Francis Spufford was born in 1964. He is the author of five highly-praised books of non-fiction, most frequently described by reviewers as either ‘bizarre’ or ‘brilliant’, and usually as both. He has been longlisted or shortlisted for prizes in science writing, historical writing, political writing, theological writing, and writing ‘evoking the spirit of place’. In 2007 he was elected a Fellow of the Royal Society of Literature. He teaches writing at Goldsmiths College, University of London, and lives near Cambridge. His first novel, Golden Hill, won the 2016 Costa First Novel Award.

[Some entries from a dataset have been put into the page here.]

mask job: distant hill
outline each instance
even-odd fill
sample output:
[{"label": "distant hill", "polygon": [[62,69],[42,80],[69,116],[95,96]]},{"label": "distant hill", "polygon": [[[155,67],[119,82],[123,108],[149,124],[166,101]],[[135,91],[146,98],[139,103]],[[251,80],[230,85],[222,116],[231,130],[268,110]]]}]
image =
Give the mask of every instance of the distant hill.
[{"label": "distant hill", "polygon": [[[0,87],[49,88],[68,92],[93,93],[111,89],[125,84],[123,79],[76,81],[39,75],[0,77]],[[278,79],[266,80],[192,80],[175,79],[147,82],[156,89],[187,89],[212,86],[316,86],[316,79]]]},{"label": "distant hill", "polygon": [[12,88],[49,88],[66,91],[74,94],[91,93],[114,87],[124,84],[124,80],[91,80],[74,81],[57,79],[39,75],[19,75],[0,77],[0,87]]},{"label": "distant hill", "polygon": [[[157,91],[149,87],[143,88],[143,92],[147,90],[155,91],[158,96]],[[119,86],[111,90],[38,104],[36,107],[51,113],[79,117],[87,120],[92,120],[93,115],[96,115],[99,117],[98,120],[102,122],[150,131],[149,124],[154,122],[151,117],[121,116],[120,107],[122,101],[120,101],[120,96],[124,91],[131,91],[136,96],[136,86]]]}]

I MAY BE SOME TIME: ICE AND THE ENGLISH IMAGINATION
I May Be Some Time is a richly engrossing cultural history of our obsession with ice, Eskimos and polar exploration.
When Captain Scott died in 1912 on his way back from the South Pole, his story became a myth embedded in the national imagination. Despite wars and social change, despite recent debunking, it is still there. Everyone remembers the doomed explorers’ last words – ‘I’m just going outside, and I may be some time’ – and history is what you can remember.
Conventional histories of polar exploration trace the laborious expeditions across the map, dwelling on the proper techniques of ice-navigation and sledge-travel. But we rarely ask what the explorers thought they were doing, or why they did these insane things.